What a movement assessment is not

It is not a clinical diagnosis. A structured screen identifies the patterns most associated with adult back, hip, knee, and shoulder pain — but identifying the patterns is not the same as diagnosing the underlying tissue or joint condition. If the screen finds red flags (radiating leg pain, neurological symptoms, recent trauma, suspected pathology), the assessment ends with a referral recommendation — physiotherapy, GP, or sports medicine consultant depending on the presentation. The coach’s job at that point is to route the patient to clinical care, not to treat a condition outside the scope of strength coaching.

It is not a fitness test. The point is movement quality and limitation identification, not measuring how hard the patient can push. The screen is conducted at sub-maximal loads, with adjustments for current ability, and is appropriate for patients who have never trained as well as patients with significant athletic backgrounds.

It is not a sales call. The Longevity Assessment is a paid product (£299) with a written deliverable. The structured 90 to 120 minutes is the assessment, not a conversion conversation. Some clients book and never continue with coaching; that is a successful outcome of the product working as designed.

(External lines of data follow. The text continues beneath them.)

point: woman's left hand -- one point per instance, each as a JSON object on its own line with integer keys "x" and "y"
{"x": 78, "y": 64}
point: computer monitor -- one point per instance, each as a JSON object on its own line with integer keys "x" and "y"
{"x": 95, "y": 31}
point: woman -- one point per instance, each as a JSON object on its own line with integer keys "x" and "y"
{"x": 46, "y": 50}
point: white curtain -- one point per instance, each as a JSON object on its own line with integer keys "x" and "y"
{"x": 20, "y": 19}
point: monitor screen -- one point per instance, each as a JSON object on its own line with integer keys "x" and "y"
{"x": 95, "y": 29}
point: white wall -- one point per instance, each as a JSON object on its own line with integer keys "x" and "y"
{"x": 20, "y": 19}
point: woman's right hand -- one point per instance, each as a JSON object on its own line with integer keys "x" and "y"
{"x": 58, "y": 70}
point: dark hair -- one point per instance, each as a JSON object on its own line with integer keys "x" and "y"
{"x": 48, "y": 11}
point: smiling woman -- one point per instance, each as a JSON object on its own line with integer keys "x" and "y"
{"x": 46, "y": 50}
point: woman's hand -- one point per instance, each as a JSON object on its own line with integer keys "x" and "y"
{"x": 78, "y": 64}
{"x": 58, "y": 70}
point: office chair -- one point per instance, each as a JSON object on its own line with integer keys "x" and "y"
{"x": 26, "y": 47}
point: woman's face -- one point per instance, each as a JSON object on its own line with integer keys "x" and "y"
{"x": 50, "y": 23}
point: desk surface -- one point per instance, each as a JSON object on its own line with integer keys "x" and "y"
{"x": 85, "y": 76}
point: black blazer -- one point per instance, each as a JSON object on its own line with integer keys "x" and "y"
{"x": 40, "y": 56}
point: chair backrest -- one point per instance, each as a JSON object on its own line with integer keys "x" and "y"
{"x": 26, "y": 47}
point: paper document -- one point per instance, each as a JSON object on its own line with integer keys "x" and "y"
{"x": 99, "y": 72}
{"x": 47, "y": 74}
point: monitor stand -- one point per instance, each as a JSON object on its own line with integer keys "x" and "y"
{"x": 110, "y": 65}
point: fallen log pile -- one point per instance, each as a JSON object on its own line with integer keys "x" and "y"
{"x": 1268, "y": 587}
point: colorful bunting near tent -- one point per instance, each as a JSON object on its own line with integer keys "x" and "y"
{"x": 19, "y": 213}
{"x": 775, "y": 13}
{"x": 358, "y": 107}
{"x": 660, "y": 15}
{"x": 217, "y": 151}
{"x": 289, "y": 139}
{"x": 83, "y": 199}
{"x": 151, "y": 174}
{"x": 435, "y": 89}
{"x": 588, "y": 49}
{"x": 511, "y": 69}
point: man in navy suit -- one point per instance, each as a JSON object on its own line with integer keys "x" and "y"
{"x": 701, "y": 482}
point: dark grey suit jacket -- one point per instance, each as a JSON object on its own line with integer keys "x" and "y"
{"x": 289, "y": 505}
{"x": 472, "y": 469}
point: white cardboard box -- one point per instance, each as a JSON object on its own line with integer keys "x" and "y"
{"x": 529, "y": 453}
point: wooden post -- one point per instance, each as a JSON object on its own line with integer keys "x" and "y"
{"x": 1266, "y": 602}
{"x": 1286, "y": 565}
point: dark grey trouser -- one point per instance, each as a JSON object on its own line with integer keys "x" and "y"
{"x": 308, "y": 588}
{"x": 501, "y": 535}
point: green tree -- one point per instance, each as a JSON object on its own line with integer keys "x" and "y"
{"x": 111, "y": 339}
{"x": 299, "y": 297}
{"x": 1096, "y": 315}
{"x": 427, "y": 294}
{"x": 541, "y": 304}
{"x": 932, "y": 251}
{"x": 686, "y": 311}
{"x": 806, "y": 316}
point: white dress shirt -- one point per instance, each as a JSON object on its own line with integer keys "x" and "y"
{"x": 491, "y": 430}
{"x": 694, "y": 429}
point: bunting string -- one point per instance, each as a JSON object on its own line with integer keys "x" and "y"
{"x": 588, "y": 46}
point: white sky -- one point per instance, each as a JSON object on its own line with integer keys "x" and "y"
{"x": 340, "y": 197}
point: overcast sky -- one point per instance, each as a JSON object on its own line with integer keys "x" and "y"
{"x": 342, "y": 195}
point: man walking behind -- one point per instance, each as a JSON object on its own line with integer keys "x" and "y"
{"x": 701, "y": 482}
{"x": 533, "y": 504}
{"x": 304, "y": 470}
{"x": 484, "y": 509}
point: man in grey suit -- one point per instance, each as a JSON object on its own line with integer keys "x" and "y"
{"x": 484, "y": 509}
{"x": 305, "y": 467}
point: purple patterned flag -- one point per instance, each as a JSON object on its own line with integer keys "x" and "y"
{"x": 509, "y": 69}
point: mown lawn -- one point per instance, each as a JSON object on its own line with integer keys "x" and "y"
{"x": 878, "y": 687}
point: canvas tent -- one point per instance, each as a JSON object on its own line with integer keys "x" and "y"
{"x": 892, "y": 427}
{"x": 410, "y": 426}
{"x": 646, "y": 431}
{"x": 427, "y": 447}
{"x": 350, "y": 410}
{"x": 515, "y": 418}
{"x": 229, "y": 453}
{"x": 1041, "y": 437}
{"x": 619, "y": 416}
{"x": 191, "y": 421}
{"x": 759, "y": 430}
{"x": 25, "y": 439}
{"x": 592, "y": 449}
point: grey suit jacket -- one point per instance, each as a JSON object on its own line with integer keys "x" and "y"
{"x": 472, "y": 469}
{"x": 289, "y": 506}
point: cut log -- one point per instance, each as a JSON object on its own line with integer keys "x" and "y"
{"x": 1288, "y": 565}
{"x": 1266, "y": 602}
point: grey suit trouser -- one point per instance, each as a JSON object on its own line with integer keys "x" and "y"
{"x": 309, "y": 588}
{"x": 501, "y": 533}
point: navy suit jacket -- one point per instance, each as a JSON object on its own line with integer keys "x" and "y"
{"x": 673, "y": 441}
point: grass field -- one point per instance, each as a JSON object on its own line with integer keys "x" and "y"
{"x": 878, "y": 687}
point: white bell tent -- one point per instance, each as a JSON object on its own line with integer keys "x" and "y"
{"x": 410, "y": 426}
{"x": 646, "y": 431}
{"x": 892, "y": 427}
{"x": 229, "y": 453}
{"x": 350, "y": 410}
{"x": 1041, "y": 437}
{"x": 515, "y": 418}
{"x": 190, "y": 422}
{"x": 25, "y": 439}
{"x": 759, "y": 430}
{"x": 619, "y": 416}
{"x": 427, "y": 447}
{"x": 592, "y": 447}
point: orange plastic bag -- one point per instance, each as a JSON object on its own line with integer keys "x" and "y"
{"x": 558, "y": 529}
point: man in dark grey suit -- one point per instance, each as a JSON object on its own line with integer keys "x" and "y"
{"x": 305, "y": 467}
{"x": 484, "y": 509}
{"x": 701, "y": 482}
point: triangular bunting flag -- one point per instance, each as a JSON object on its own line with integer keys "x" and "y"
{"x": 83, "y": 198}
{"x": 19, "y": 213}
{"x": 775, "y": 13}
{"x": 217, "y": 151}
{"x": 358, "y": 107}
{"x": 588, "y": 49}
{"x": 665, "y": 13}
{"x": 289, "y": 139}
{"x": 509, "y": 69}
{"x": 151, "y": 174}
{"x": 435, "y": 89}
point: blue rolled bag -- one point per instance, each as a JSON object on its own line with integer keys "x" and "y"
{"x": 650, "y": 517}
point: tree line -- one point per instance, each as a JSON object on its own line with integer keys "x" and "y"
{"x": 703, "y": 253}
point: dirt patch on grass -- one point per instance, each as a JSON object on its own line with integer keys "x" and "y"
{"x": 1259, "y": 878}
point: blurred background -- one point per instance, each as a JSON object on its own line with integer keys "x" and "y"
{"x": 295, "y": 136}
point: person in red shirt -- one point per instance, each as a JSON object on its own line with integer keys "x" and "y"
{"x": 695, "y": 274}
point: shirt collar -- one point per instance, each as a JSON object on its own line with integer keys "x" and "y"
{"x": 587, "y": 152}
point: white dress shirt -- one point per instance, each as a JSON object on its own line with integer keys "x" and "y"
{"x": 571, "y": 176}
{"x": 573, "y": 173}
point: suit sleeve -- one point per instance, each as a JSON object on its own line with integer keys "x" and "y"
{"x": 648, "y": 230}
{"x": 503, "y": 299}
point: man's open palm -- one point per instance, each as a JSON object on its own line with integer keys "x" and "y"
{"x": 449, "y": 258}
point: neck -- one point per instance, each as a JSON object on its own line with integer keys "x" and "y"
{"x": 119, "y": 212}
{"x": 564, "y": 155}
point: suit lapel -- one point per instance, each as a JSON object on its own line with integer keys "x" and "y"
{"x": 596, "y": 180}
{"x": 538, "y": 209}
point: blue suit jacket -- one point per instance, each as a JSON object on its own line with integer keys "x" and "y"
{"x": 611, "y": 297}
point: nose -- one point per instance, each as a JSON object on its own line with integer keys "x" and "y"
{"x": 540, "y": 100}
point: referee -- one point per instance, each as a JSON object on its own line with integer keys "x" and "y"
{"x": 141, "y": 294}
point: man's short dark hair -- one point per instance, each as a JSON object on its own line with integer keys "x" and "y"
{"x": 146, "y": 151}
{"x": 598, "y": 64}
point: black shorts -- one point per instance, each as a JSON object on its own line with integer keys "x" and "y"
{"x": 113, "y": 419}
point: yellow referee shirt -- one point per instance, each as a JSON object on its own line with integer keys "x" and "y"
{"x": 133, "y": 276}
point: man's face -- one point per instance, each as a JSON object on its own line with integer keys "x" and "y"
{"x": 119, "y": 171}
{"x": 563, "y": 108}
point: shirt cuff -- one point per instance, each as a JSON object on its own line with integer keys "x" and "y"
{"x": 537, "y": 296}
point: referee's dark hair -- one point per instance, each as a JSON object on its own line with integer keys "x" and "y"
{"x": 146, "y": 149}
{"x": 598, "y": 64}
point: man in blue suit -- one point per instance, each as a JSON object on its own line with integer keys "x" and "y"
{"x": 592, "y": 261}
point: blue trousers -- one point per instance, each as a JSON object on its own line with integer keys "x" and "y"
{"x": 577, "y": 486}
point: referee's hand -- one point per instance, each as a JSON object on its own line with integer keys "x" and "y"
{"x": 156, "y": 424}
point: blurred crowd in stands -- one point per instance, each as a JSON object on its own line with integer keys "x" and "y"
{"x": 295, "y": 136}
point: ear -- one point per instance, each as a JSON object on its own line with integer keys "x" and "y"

Who is doing the assessment

The structured assessment is conducted by Matt Alexander — a UKSCA-accredited Strength and Conditioning Coach with a BSc in Strength & Conditioning Science (Outstanding Academic Achievement Award in Biomechanics, on research into elite rowing biomechanics), Precision Nutrition Level 2 certification, and twelve years of practice with senior professional clients in the City of London.

The credentials matter for the assessment specifically because the FMS and movement-screening literature is part of the published S&C body of knowledge — it is not generic gym training. A coach without the underlying education can administer the screen mechanically but is less likely to interpret the data correctly or to translate the findings into a programme that respects the patient’s specific constraints.

How the assessment leads into training

The Results Review is designed to make the next training block obvious. If the screen identified restricted thoracic extension as the dominant limitation, the first 4 to 6 weeks focuses on mobility work in that pattern before any heavy overhead loading is added. If the screen identified weak posterior chain alongside tight hip flexors (the classic desk-job pattern), the programming starts with hip-dominant patterning and corrective work.

The patient chooses which coaching format fits — 1-to-1 in-person, online coaching, or the self-led programme. All three start from the same baseline data; the differences are the level of ongoing oversight and adjustment. Many clients move between formats over time depending on travel patterns and life stage. The assessment data persists; the format adapts.